L’esperluette – ou perluette – est un terme aussi inusité que graphiquement familier. Elle résulte d’une des nombreuses abréviations utilisées par les moines copistes au Moyen-âge, dans notre cas il s’agit d’une fusion d’un E et d’un T (flagrant sur l’image de droite). Son étymologie est beaucoup moins claire, cf. article Wikipédia.
Toujours selon Wikipédia, l’esperluette serait essentiellement utilisée dans le langage publicitaire. Pourquoi donc ?
D’un point de vue graphique, l’esperluette est une aubaine : elle incarne l’union de deux caractères de natures différentes. Le E est petit et rondelet, le T est haut et longiligne. La magie de la graphie les réunit dans un tourbillon de courbes, de pleins et déliés, du meilleur effet. De là à les assimiler au mariage de la carpe et du lapin, il n’y a qu’un pas, vertueux en publicité, temple des associations d’idées et des concepts protéiformes.

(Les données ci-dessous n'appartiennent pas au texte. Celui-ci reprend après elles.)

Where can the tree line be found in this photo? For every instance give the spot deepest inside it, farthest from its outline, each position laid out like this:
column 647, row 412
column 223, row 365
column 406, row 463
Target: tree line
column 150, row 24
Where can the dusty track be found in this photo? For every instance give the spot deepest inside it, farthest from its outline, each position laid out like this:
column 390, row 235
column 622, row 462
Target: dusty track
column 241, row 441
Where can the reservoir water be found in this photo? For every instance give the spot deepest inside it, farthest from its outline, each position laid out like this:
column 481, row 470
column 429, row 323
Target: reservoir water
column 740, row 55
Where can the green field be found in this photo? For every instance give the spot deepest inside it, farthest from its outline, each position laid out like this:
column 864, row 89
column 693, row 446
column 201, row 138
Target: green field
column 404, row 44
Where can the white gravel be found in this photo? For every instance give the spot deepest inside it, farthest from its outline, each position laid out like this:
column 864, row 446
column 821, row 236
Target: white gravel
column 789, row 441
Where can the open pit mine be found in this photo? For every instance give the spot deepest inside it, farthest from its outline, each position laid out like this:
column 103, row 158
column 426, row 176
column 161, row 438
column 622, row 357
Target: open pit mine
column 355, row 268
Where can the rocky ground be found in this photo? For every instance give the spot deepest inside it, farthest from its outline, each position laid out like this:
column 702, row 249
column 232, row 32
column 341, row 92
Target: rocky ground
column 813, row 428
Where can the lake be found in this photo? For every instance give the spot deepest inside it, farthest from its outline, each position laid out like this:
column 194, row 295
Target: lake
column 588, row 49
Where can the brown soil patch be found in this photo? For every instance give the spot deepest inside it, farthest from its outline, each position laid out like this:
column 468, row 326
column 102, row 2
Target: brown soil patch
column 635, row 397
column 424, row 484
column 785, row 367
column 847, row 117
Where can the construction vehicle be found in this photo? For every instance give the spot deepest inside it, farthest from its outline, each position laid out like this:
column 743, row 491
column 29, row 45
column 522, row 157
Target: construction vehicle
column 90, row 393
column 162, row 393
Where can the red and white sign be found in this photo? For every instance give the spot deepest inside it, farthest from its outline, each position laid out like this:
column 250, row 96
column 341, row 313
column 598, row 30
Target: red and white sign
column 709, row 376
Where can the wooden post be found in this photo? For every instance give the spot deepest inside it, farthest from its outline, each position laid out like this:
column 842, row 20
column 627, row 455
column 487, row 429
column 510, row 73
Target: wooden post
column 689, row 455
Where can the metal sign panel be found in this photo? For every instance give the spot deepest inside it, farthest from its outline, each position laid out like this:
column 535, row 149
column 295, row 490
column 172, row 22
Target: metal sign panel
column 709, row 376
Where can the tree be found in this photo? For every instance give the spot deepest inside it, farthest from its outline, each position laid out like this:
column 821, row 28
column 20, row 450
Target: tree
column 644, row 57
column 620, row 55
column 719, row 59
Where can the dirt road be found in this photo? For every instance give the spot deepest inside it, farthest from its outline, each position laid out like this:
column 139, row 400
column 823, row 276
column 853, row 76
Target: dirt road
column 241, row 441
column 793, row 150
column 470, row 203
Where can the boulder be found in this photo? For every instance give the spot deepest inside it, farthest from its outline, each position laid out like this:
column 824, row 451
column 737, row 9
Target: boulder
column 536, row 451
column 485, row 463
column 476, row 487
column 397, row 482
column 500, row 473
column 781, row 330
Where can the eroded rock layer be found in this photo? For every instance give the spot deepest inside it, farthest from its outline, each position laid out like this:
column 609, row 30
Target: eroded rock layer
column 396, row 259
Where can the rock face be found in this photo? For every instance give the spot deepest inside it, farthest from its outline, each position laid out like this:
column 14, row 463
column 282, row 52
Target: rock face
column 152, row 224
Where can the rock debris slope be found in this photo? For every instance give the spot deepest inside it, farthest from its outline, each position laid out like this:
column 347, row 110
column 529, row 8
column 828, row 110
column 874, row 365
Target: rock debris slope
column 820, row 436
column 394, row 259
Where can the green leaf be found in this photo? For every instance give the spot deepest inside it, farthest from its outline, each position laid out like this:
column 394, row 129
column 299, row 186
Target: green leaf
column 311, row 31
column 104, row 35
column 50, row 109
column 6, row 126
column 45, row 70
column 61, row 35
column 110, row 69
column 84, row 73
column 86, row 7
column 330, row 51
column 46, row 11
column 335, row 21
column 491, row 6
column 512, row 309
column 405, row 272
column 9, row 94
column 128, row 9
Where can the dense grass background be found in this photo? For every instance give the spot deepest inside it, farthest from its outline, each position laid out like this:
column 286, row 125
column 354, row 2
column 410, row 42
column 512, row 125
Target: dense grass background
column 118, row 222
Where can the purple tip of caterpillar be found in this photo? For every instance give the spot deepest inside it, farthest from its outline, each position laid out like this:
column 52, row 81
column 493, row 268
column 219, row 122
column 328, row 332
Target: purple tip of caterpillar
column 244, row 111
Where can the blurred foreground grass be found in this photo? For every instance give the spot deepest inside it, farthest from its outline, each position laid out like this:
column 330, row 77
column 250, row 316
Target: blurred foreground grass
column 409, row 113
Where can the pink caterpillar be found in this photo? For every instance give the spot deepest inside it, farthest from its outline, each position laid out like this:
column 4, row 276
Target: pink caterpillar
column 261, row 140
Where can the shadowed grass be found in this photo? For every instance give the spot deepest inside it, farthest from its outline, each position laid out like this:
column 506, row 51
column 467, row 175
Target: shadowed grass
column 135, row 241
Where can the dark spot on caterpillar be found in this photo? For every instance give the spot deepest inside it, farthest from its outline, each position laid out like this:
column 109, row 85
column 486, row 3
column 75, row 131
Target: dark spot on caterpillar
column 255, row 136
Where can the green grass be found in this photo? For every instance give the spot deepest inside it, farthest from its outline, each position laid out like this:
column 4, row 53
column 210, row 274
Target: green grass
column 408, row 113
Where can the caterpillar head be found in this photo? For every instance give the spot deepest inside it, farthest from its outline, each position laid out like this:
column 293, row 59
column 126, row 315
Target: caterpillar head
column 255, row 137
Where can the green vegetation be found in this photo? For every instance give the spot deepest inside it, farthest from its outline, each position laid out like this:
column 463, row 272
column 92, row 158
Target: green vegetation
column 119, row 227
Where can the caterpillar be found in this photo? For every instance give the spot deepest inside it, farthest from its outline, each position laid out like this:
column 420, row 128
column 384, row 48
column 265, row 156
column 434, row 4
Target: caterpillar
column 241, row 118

Car c’est bien sémiotiquement que l’esperluette intéresse le landerneau pubard : allégorie de l’alliance et des conjugaisons, ce caractère typographique rapproche tout et n’importe quoi à moindre frais : associés d’une société, entreprise et clients, membres d’un band…

Pour terminer, clou du spectacle : l’esperluette est un signe quasi universel, comprenez, toute marque dotée d’un minimum d’ambition transnationale peut se parer d’un message puissant facilement. Une aubaine vous disais-je…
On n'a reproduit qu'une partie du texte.